Ramay believes that foreign investment is hampered by political instability and bureaucracy (Al Jazeera)

Fundamental issues

Pakistan has long suffered from major issues, says economist Shakeel Ahmed Ramai, executive director of the Asian Civilization and Development Research Institute in Islamabad, noting a clear decline in the growth rate, and it is also one of the worst performing countries in tax collection.

Speaking to Al Jazeera Net, Ramai added that successive governments did not go so far as to establish strong tax legislation for fear of harming the commercial interests of major companies or those belonging to the controlling families in the country.

He explained that the failure of successive governments to enhance tax revenues and modernize state-owned companies has caused a continuing increase in the fiscal deficit and huge debts.

Ramay pointed out that considering that the new government will proceed with obtaining another loan from the International Monetary Fund, it will face difficulty in repayment unless new taxes are imposed on agriculture and real estate.

He explained in his speech that foreign investment is being hampered by security concerns and political instability in addition to bureaucracy, which deter foreign investors from pumping their money into the country, noting that Pakistan has many investment opportunities in various sectors if conditions improve and systems are reformed.

Political crisis

Ramai pointed out that one of the dilemmas facing the Pakistani economy that keeps it from recovery is a political crisis in light of widespread skepticism about the integrity of the elections held on February 8, and that “deliberate exclusion took place against the former and currently detained Prime Minister Imran Khan and his party, the Tehreek-e-Insaf, despite the popularity.” They received more than 65% of the voters' votes.

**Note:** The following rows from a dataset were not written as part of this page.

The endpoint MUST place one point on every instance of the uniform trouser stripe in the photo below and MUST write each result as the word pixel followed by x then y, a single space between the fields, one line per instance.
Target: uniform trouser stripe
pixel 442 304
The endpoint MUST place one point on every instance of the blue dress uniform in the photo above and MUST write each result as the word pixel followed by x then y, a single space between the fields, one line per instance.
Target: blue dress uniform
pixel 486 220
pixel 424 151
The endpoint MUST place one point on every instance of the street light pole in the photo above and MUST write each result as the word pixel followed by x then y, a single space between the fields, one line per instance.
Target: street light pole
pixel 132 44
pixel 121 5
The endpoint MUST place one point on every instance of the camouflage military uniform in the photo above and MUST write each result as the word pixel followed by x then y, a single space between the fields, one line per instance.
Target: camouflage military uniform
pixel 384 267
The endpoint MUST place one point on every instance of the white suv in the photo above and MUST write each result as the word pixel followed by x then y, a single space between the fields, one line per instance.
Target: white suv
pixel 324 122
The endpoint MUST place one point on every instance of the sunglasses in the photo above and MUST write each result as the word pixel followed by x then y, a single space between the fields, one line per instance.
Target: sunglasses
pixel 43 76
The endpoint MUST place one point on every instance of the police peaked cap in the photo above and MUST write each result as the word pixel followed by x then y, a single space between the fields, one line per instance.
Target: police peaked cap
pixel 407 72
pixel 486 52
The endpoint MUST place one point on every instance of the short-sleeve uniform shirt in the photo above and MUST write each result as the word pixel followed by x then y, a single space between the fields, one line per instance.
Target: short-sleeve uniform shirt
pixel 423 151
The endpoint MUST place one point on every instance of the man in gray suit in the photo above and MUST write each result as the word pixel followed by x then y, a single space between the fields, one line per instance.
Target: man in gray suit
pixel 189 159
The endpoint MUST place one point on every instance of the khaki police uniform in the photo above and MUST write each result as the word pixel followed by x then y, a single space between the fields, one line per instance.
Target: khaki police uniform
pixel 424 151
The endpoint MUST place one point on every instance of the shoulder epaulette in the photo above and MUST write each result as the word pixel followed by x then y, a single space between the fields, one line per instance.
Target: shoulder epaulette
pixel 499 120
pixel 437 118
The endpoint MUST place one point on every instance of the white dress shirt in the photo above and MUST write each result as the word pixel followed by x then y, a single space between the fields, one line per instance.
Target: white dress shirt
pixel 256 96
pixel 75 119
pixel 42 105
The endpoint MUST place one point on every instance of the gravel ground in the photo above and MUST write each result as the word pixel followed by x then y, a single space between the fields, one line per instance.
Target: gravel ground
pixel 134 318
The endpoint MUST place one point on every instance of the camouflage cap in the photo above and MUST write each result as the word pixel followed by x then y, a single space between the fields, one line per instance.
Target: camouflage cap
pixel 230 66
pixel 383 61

If the political contenders - especially the Muslim League Party led by former Prime Minister Nawaz Sharif and the People's Party led by Asif Ali Zardari - resort to forming a government coalition with some other small forces, the long-awaited economic reforms and privatization program in Pakistan will become more difficult, according to Ramay.

He concluded that it is expected that the new administration in this case will choose the old solutions that have been tested over the past three decades, as it will raise energy prices instead of carrying out difficult reforms, and thus the inflation rate will remain high.

It will also raise electricity and gas prices to address the debt problem rather than address leaks or theft of power lines, and it may continue to impose taxes on companies - which already suffer from high fees - instead of going after the rich.